Martin Høyland

Personal information
- Date of birth: 17 September 1995 (age 30)
- Place of birth: Kristiansand, Norway
- Height: 1.85 m (6 ft 1 in)
- Position: Midfielder

Team information
- Current team: Sogndal
- Number: 6

Youth career
- –2012: Våg

Senior career*
- Years: Team / Apps / (Gls)
- 2013: Vigør / 5 / (1)
- 2014–2015: Vindbjart / 25 / (0)
- 2016: Vigør / 14 / (1)
- 2016–2021: Grorud / 123 / (13)
- 2021: Stabæk / 8 / (1)
- 2022–2023: Sarpsborg 08 / 29 / (0)
- 2024–: Sogndal / 61 / (5)

= Martin Høyland =

Norwegian footballer (born 1995)

Martin Høyland (born 17 September 1995) is a Norwegian football midfielder who plays for Sogndal.

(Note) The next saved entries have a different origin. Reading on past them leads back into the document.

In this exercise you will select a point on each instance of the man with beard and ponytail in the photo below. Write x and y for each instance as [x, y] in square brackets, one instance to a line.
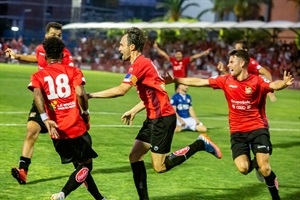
[62, 102]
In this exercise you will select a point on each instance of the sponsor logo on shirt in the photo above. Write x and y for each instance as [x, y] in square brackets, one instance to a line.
[130, 78]
[232, 86]
[248, 90]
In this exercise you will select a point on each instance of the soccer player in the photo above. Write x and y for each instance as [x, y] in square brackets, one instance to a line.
[157, 131]
[186, 116]
[243, 92]
[59, 97]
[253, 68]
[34, 123]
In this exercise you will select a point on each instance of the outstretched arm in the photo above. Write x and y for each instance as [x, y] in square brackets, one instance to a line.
[281, 84]
[117, 91]
[50, 124]
[192, 81]
[28, 58]
[199, 55]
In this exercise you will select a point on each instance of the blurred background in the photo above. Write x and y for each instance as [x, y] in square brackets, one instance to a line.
[276, 48]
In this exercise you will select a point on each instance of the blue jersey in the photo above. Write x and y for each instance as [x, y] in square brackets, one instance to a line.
[182, 104]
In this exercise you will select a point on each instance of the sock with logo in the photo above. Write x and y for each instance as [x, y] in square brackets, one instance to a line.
[253, 165]
[272, 184]
[24, 163]
[180, 156]
[140, 179]
[76, 179]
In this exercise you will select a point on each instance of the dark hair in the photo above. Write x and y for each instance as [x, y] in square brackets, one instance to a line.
[244, 44]
[137, 37]
[55, 25]
[53, 47]
[243, 54]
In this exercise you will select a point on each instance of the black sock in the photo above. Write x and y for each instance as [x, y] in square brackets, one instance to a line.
[272, 184]
[24, 163]
[140, 179]
[180, 156]
[253, 165]
[92, 187]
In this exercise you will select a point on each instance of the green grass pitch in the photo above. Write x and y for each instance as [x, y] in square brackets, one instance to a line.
[201, 177]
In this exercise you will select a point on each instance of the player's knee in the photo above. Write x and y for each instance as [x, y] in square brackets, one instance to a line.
[201, 129]
[265, 170]
[134, 157]
[243, 168]
[159, 167]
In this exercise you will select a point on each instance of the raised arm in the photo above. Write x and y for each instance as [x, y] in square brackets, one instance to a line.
[281, 84]
[39, 102]
[117, 91]
[192, 81]
[161, 52]
[199, 55]
[28, 58]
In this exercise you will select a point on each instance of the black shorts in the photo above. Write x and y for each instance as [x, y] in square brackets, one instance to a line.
[34, 115]
[159, 133]
[76, 150]
[257, 140]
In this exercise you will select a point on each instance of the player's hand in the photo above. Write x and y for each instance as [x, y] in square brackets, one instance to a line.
[288, 78]
[9, 53]
[86, 119]
[168, 78]
[272, 97]
[127, 118]
[51, 126]
[207, 51]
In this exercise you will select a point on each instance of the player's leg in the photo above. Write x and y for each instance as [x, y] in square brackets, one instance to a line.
[34, 126]
[263, 149]
[139, 149]
[138, 168]
[194, 126]
[81, 153]
[162, 136]
[240, 152]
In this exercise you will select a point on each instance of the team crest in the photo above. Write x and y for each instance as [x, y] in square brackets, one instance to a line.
[53, 105]
[248, 90]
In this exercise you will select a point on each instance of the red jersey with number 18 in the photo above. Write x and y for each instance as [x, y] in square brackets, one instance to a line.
[42, 62]
[150, 86]
[58, 84]
[244, 100]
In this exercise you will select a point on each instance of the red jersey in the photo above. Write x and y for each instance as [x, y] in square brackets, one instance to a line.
[42, 62]
[58, 84]
[245, 101]
[150, 86]
[253, 67]
[180, 67]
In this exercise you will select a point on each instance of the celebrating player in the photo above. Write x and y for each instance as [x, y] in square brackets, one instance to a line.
[157, 131]
[34, 123]
[243, 92]
[59, 97]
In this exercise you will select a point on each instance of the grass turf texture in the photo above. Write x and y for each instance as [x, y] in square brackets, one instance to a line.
[201, 177]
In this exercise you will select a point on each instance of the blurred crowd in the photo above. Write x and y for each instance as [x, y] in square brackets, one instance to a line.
[102, 54]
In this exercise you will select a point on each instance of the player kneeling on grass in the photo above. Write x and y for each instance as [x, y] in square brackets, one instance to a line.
[59, 96]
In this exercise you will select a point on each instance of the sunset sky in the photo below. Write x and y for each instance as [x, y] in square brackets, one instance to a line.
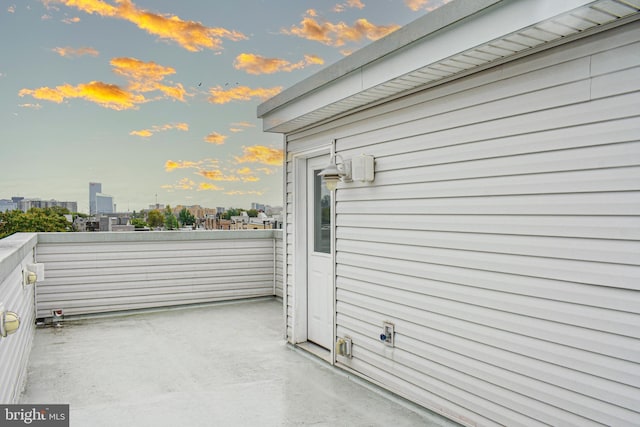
[159, 96]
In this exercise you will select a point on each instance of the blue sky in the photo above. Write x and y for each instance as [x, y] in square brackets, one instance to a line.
[159, 96]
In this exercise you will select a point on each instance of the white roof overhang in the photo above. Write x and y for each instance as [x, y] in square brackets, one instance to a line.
[457, 39]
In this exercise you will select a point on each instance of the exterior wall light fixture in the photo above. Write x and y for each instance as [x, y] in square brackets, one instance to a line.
[336, 171]
[9, 322]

A youth product of Våg FK, he started his senior career going back and forth between FK Vigør and Vindbjart FK. In the autumn of 2016 he moved up a tier to 2. divisjon team Grorud IL, where the former Våg and Vindbjart player Eirik Kjønø was manager. Høyland became a stalwart of the Grorud team that won promotion to, and survived in, the 2020 1. divisjon. In the summer of 2021 he moved to Stabæk Fotball, where Kjønø now had become manager. He made his Stabæk debut in the cup and his Eliteserien debut in August 2021 against Sarpsborg 08.

On 30 January 2024, Høyland signed with Sogndal, on a contract until 2026.